Bridging this racial divide is a prerequisite for achieving a new and equitable era in global health. But today, there is far less clinical research involving people of African descent than white populations, particularly in genetics, immunology and related disciplines. Unless we redress this racial imbalance, black people, as well as indigenous groups, Latinx, and other people of colour, will continue to be left behind.
For example, people with European ancestry make up just 16 per cent of the global population, but account for nearly 80 per cent of participants in genetic studies. Moreover, less than 2 per cent of genomes analysed to date are from African people, even though the African diaspora contains the greatest genetic diversity. Thus, as scientists race to unlock the secrets of our DNA, the knowledge gained so far is heavily biased.

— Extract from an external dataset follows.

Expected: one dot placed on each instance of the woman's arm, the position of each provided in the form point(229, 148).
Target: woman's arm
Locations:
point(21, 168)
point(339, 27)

Likewise, our knowledge of the human immune function is being distorted by data that vastly over represent certain populations, primarily those of white European descent. This can lead to mistakes, such as researchers’ former erroneous belief that cystic fibrosis, a genetic disorder, was not present in African populations. Genetic diagnosis had focused on variants found in European populations and missed those occurring among Africans.
Twenty years ago, the sequencing of the human genome launched a revolution in biomedical research. But the technologies back then were not advanced enough to decode the human immunome, the body’s complex immune system for preventing and controlling diseases. Today, with the convergence of recent advances in biomedical sciences and artificial intelligence, we have the tools to do this, and potentially transform the future of human health. But we need to make sure that this revolution benefits everyone, and not just a privileged few. Unfortunately, racial inequity in biomedical research remains a major obstacle to achieving this vision.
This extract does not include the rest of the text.